Do I Have To Attend My Abusive Mother’s Funeral? in Miss Manners
In my 30s, I began distancing myself from her, and her behavior became increasingly deranged. She began lying about me to friends and family, accusing me of suffering from mental illnesses I certainly don’t have.
As a result, in my 40s, I cut her out of my life completely and stopped responding to calls or emails. She then cut me out of her significant will, yet continued sending emails and leaving voicemails abusing me, and accusing me of shirking my duties toward her as she aged and grew ill.
She is now expected to die within three years due to numerous chronic diseases. When she dies, frankly, I will be relieved and grateful that I will no longer be subject to her sharp abuses that still leave me feeling like a vulnerable child. I will not mourn her, nor am I willing to lie and talk about how wonderful she was, when clearly she was anything but wonderful to me.
Do I have to attend her funeral? What should I say to those who offer condolences? Am I obligated to appear as a loving daughter after she dies?
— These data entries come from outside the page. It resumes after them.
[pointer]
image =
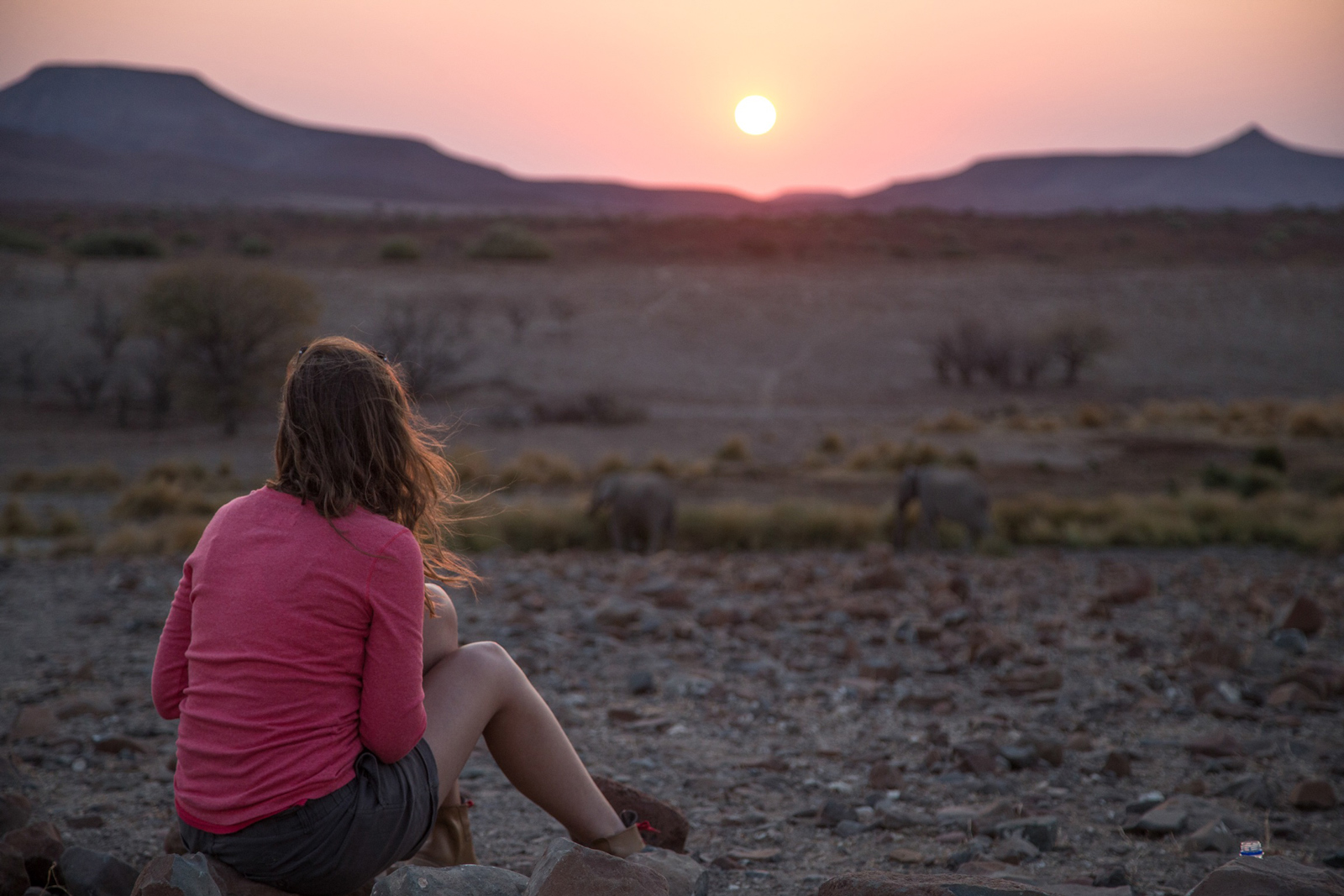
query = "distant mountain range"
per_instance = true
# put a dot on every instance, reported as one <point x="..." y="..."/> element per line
<point x="112" y="134"/>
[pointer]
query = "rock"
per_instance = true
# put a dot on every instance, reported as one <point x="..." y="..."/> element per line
<point x="13" y="876"/>
<point x="1168" y="817"/>
<point x="1303" y="614"/>
<point x="875" y="883"/>
<point x="833" y="812"/>
<point x="1050" y="750"/>
<point x="1289" y="640"/>
<point x="474" y="880"/>
<point x="685" y="875"/>
<point x="1213" y="837"/>
<point x="1221" y="743"/>
<point x="1252" y="790"/>
<point x="1117" y="763"/>
<point x="1269" y="876"/>
<point x="885" y="775"/>
<point x="1039" y="831"/>
<point x="92" y="873"/>
<point x="642" y="683"/>
<point x="976" y="757"/>
<point x="1021" y="755"/>
<point x="569" y="869"/>
<point x="15" y="812"/>
<point x="667" y="820"/>
<point x="198" y="875"/>
<point x="40" y="846"/>
<point x="1312" y="794"/>
<point x="33" y="721"/>
<point x="1015" y="849"/>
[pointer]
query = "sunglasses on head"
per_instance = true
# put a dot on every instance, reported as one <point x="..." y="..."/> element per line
<point x="304" y="348"/>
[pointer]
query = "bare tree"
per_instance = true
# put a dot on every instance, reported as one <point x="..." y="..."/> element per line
<point x="428" y="344"/>
<point x="1079" y="344"/>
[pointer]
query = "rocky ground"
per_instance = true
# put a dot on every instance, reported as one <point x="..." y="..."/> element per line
<point x="815" y="712"/>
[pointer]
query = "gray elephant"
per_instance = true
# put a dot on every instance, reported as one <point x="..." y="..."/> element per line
<point x="944" y="495"/>
<point x="643" y="510"/>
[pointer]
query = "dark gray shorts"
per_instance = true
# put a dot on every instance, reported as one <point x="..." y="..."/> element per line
<point x="338" y="842"/>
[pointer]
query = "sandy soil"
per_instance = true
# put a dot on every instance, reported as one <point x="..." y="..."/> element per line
<point x="780" y="681"/>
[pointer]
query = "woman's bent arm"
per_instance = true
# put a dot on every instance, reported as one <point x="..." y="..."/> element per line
<point x="170" y="678"/>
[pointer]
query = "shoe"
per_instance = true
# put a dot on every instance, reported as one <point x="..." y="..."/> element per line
<point x="449" y="840"/>
<point x="628" y="842"/>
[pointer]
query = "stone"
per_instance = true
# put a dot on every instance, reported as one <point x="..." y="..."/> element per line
<point x="1314" y="794"/>
<point x="685" y="875"/>
<point x="1117" y="763"/>
<point x="569" y="869"/>
<point x="669" y="824"/>
<point x="1213" y="837"/>
<point x="1269" y="876"/>
<point x="1289" y="640"/>
<point x="197" y="875"/>
<point x="885" y="775"/>
<point x="1168" y="817"/>
<point x="1039" y="831"/>
<point x="40" y="846"/>
<point x="13" y="876"/>
<point x="476" y="880"/>
<point x="1015" y="849"/>
<point x="1220" y="743"/>
<point x="33" y="721"/>
<point x="87" y="872"/>
<point x="833" y="812"/>
<point x="1252" y="790"/>
<point x="15" y="812"/>
<point x="642" y="683"/>
<point x="1021" y="755"/>
<point x="875" y="883"/>
<point x="1303" y="614"/>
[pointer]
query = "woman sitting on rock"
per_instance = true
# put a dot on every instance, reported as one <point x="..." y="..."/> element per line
<point x="327" y="708"/>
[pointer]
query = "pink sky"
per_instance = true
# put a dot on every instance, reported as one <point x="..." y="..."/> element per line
<point x="867" y="90"/>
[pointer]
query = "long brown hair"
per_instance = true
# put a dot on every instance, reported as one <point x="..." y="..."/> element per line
<point x="349" y="437"/>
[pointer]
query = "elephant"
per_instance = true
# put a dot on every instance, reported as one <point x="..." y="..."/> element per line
<point x="944" y="495"/>
<point x="643" y="510"/>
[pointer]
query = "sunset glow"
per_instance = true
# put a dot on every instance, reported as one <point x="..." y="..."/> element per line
<point x="874" y="90"/>
<point x="754" y="114"/>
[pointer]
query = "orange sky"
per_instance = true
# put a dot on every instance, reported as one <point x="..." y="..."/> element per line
<point x="867" y="90"/>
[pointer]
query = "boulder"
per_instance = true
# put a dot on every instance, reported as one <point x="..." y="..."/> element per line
<point x="569" y="869"/>
<point x="685" y="875"/>
<point x="875" y="883"/>
<point x="1312" y="794"/>
<point x="13" y="876"/>
<point x="15" y="812"/>
<point x="1269" y="876"/>
<point x="40" y="846"/>
<point x="195" y="875"/>
<point x="87" y="872"/>
<point x="459" y="880"/>
<point x="669" y="825"/>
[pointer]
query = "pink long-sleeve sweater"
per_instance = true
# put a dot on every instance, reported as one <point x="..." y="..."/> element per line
<point x="288" y="651"/>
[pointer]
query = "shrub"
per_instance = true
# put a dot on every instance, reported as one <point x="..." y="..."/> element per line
<point x="734" y="450"/>
<point x="22" y="242"/>
<point x="1270" y="456"/>
<point x="98" y="477"/>
<point x="255" y="246"/>
<point x="111" y="244"/>
<point x="504" y="242"/>
<point x="539" y="468"/>
<point x="230" y="329"/>
<point x="400" y="249"/>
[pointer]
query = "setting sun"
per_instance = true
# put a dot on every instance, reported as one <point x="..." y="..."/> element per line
<point x="754" y="114"/>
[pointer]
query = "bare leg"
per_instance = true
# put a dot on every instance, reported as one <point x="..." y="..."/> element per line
<point x="479" y="689"/>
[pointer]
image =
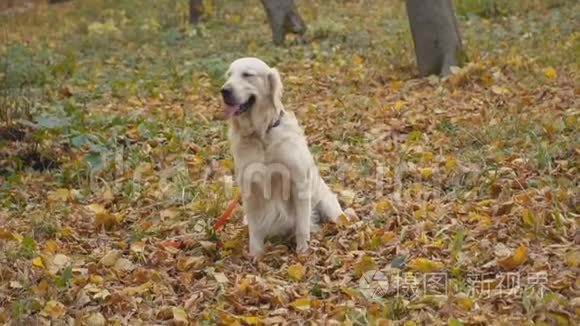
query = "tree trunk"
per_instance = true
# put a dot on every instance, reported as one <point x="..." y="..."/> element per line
<point x="283" y="18"/>
<point x="436" y="36"/>
<point x="195" y="10"/>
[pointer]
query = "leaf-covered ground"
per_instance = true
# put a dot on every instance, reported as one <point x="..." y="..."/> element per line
<point x="116" y="164"/>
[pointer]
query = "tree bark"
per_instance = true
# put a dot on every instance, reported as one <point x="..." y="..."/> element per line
<point x="283" y="18"/>
<point x="435" y="35"/>
<point x="195" y="10"/>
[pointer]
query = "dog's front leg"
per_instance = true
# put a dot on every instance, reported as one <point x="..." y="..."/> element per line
<point x="257" y="237"/>
<point x="303" y="210"/>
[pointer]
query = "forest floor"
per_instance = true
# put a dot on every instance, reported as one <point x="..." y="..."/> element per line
<point x="114" y="164"/>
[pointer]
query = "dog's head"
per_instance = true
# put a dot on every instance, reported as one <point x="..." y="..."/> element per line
<point x="252" y="94"/>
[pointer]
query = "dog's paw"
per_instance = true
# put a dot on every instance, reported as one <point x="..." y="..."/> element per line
<point x="302" y="247"/>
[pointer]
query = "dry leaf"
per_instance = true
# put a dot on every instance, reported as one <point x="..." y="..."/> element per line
<point x="365" y="264"/>
<point x="179" y="316"/>
<point x="424" y="265"/>
<point x="550" y="73"/>
<point x="296" y="272"/>
<point x="60" y="195"/>
<point x="37" y="262"/>
<point x="301" y="304"/>
<point x="53" y="309"/>
<point x="96" y="319"/>
<point x="220" y="277"/>
<point x="110" y="258"/>
<point x="516" y="259"/>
GENTLE READER: You no doubt have a plethora of people, degreed or otherwise, ready to give you advice on why and how to make up with your mother before she dies. Miss Manners can instead answer the question you asked, namely how to behave after she is gone, assuming that no deathbed resolution occurred.
We do not speak ill of the dead because our sense of fair play demands that the subject of any accusation has a chance to defend herself, and this will clearly no longer be possible. But speaking ill and thinking ill of the dead are not the same. And one can refrain from saying harsh things without pretending everything was wonderful.
If things were so bad when she was alive that you had to cut off all relations, then etiquette makes no demand that you attend the funeral. If, however, you do attend -- or if people express their condolences to you -- the proper response is dignified and short: a serious “thank you,” without elaboration..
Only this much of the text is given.